At home, your pet will need to be kept calm and quiet while they continue to heal. Pain medication may be given for the first several days following a procedure to keep your pet comfortable. Pets with sutures require an e-collar (cone) to keep them from licking at their incision site, which should stay on for the duration of their recovery until the sutures are removed.

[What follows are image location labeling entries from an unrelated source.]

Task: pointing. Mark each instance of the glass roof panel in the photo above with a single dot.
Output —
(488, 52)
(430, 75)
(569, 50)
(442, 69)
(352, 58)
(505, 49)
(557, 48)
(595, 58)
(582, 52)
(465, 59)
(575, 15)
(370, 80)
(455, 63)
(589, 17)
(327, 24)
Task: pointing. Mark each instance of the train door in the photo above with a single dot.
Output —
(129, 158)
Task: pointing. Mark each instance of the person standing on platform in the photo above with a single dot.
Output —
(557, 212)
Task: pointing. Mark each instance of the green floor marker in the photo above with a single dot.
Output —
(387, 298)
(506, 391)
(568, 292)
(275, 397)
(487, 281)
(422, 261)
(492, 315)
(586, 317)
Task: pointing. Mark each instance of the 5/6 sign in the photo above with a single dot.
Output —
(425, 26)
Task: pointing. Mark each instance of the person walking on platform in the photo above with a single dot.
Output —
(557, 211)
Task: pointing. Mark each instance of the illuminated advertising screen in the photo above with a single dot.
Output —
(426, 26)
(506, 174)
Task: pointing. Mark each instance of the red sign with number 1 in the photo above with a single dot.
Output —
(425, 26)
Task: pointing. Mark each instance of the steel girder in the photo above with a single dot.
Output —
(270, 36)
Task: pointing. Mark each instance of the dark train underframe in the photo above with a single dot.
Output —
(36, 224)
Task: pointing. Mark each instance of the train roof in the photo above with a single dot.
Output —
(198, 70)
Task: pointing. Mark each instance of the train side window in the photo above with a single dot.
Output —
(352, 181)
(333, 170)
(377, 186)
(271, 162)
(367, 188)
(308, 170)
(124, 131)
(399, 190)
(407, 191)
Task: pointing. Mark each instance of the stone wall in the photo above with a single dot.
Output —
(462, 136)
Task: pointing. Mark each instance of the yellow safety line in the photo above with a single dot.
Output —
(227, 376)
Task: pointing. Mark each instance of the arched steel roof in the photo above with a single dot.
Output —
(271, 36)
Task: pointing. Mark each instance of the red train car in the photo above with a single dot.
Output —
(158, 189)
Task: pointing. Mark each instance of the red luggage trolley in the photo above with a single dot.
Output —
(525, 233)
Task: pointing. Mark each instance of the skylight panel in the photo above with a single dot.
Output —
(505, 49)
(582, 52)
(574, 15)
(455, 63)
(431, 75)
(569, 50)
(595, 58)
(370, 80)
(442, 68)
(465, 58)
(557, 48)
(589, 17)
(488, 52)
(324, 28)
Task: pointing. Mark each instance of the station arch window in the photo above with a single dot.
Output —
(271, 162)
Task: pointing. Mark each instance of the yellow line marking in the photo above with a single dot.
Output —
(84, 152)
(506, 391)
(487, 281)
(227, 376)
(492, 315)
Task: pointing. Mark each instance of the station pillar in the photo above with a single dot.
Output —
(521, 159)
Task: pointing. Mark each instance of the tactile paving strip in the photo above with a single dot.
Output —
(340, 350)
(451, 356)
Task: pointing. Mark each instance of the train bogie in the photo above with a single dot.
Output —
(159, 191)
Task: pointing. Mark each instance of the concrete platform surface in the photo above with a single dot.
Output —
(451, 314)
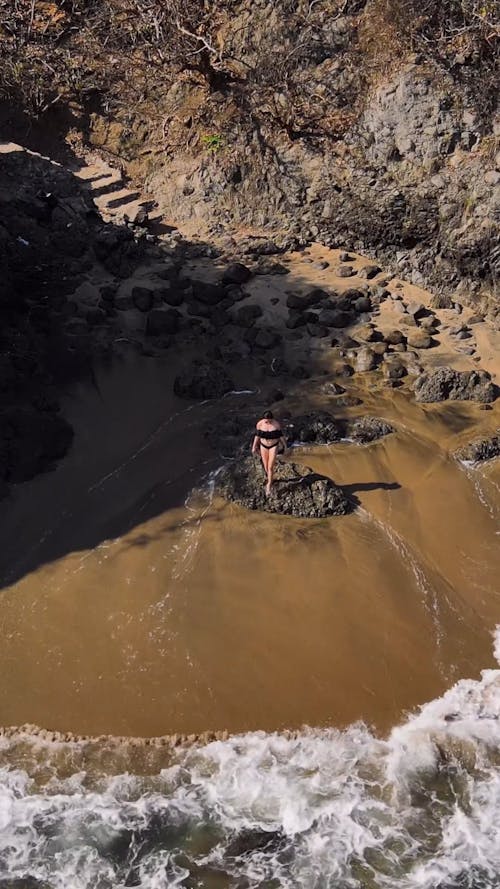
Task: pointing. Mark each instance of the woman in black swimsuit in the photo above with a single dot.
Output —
(269, 439)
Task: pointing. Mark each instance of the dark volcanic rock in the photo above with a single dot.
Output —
(210, 294)
(455, 385)
(236, 273)
(480, 449)
(162, 320)
(203, 381)
(297, 490)
(254, 841)
(366, 429)
(142, 298)
(30, 442)
(317, 428)
(246, 316)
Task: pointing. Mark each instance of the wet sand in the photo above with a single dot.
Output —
(141, 606)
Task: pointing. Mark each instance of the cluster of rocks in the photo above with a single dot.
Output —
(446, 384)
(297, 490)
(480, 450)
(322, 428)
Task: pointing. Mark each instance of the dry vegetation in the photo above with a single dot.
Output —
(306, 75)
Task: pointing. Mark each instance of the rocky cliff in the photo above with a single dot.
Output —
(370, 124)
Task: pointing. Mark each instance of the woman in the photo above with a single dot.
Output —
(269, 439)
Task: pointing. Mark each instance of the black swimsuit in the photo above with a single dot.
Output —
(269, 434)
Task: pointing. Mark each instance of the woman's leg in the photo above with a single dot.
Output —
(270, 468)
(264, 456)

Current Spay / Neuter recommendations FOR DOGS

When should I spay or neuter my dog? There is no one-size-fits-all answer when it comes to when dogs should be spayed or neutered, which is why it’s always important to consult your veterinarian before scheduling your dog’s procedure. There are several different factors at play that may affect your dog’s ideal age, including breed, genetic predisposition to certain cancers, and behavior. In some breeds that are genetically predisposed to orthopedic injury and disease, waiting a little bit longer to neuter may reduce the risk of these issues down the road. On the other hand, some dogs that are displaying early behavioral signs, such as mounting or marking, should likely have their procedure sooner to reduce the likelihood of these behaviors becoming lifelong habits. In general, these procedures should typically be done when your dog is between 6 - 14 months old.

Should I allow my dog or cat to go through a heat cycle?

The American College of Veterinary Surgeons and AAHA have conducted research suggesting that the risk of a dog or cat developing mammary tumors increases significantly if they are allowed to go through at least one heat cycle (and this risk increases with each estrus). This risk should be discussed and weighed against other factors (such as orthopedic risk) when consulting your veterinarian prior to scheduling your dog or cat’s procedure.